California has repealed its recent 60-day maximum health plan waiting period rule, thus restoring some equilibrium to the health plan waiting period universe.
The Patient Protection and Affordable Care Act (PPACA, or ACA for short), the federal healthcare reform law, limits the length of a waiting period a health plan may impose on an eligible employee. This federal limit is 90 days, although under recently finalized regulations, plan sponsors may precede the start of the 90-day clock with a one-month “orientation period.” There are other exceptions, too, such as a special rule for employees with variable work hours, and employees whose eligibility depends on them working a specific number (up to 1,200) hours of service, or satisfying other substantive criteria (like earning a certification), in order to gain eligibility for coverage. We’ve most recently addressed the federal rule in the Spring 2014 edition of Compliance News.
Not to be outdone, in 2012 California leapt into the fray and required health insurers and HMOs covering California residents to impose no waiting period greater than 60 days, beginning this year. The California law, Assembly Bill 1083, thus created a disconnect between how health insurers and HMOs were required to administer waiting periods in California, and how insurers and HMOs were operating elsewhere. It also created inconsistency between the way insured plans covering Californians, and self-insured plans (in California and elsewhere), could administer waiting periods, as the ACA’s waiting period rule applies to self-insured health plans, and AB 1083 did not.
These inconsistencies were not extraordinary; health insurance laws vary wildly from state to state, and self-insured ERISA plans have always been permitted to ignore state insurance mandates. Yet, given the 90-day federal rule, AB 1083’s 60-day limit simply seemed largely unnecessary.
The real issue with AB 1083 was that it confused insurers and their employer customers about precisely to what extent the California law could affect the waiting period that the employer/group contract holder wanted to apply. ERISA shields employers from the application of state insurance law against them, meaning that while AB 1083 could apply to insurers and HMOs insuring Californians, it could not apply to the employer/group contract holder.

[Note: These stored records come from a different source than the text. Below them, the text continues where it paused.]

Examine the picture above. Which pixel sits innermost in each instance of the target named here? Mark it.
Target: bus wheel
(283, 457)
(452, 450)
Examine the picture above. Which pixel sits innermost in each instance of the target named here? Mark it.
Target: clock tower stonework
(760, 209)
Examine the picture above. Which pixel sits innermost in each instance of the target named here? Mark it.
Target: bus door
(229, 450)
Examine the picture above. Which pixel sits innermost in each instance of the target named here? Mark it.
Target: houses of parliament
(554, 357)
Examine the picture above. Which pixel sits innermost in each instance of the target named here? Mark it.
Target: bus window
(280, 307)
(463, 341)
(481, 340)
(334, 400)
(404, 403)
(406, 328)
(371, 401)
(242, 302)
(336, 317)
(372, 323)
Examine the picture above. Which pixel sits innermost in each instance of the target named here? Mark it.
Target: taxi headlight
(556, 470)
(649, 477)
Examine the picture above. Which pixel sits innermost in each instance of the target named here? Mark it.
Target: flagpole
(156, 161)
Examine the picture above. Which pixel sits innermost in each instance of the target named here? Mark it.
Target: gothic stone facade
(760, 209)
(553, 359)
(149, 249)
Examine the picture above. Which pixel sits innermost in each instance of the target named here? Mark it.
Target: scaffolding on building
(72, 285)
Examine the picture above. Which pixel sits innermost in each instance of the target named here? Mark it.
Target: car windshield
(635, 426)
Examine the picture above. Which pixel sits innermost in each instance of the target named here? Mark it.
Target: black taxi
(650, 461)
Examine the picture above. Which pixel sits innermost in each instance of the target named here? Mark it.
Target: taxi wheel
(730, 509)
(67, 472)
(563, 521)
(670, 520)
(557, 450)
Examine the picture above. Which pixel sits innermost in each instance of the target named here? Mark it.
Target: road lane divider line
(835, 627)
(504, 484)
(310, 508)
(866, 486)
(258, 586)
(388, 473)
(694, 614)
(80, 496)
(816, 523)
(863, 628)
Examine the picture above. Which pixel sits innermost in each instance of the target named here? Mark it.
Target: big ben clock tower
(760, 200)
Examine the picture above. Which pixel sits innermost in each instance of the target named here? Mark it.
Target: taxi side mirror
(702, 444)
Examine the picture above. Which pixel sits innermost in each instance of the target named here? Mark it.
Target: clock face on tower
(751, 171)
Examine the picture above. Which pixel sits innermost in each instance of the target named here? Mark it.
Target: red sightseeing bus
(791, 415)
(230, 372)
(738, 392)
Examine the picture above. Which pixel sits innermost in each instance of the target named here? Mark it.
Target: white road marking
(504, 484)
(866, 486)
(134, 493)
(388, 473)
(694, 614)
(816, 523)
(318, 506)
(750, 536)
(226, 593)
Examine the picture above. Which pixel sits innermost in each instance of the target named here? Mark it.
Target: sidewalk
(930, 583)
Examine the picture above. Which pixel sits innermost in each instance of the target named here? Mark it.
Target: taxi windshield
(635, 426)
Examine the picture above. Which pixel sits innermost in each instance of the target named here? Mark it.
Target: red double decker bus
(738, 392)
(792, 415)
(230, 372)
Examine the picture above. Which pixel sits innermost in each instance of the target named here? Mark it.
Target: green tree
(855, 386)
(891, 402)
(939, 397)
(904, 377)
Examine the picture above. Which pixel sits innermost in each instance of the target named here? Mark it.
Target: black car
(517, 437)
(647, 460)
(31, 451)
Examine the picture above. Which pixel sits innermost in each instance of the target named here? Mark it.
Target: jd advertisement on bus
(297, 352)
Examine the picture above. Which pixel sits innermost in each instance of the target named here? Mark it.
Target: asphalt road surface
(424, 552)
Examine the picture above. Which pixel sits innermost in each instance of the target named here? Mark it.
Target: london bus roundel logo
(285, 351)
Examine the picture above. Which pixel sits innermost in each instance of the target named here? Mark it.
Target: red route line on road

This left insurers and HMOs operating in California unclear as to what they could allow the employer/group contract holder to do. Some insurers concluded that the employer/group contract holder remained free to impose a waiting period of up to 90 days (the ACA limit), even though the insurer could not reflect such a 90-day waiting period in its group contract.
Ultimately, the California legislature recognized the angst it had created, and repealed the 60-day waiting period limit. The bill repealing the limit, Senate Bill 1034, prohibits insurers and HMOs from imposing any waiting period over and above whatever the plan sponsor imposes, and permits insurers and HMOs to administer a waiting period selected by the employer/group contract holder, as long as the waiting period complies with the ACA.
SB 1034 is effective for policies issued or renewed on or after Jan. 1, 2015. As for 2014, recall that AB 1083 applies to insurers and HMOs, not employers. Some insurers might require the employer to limit any waiting period for 2014 to 60 days, at least for employees in California (and their dependents), by reflecting a maximum 60-day waiting period in the group contract. Other insurers are allowing the employer/group contract holder to decide on the length of the waiting period, and simply not referring in the group contract to any waiting period. The employer must nevertheless comply, of course, with the ACA’s 90-day waiting period maximum.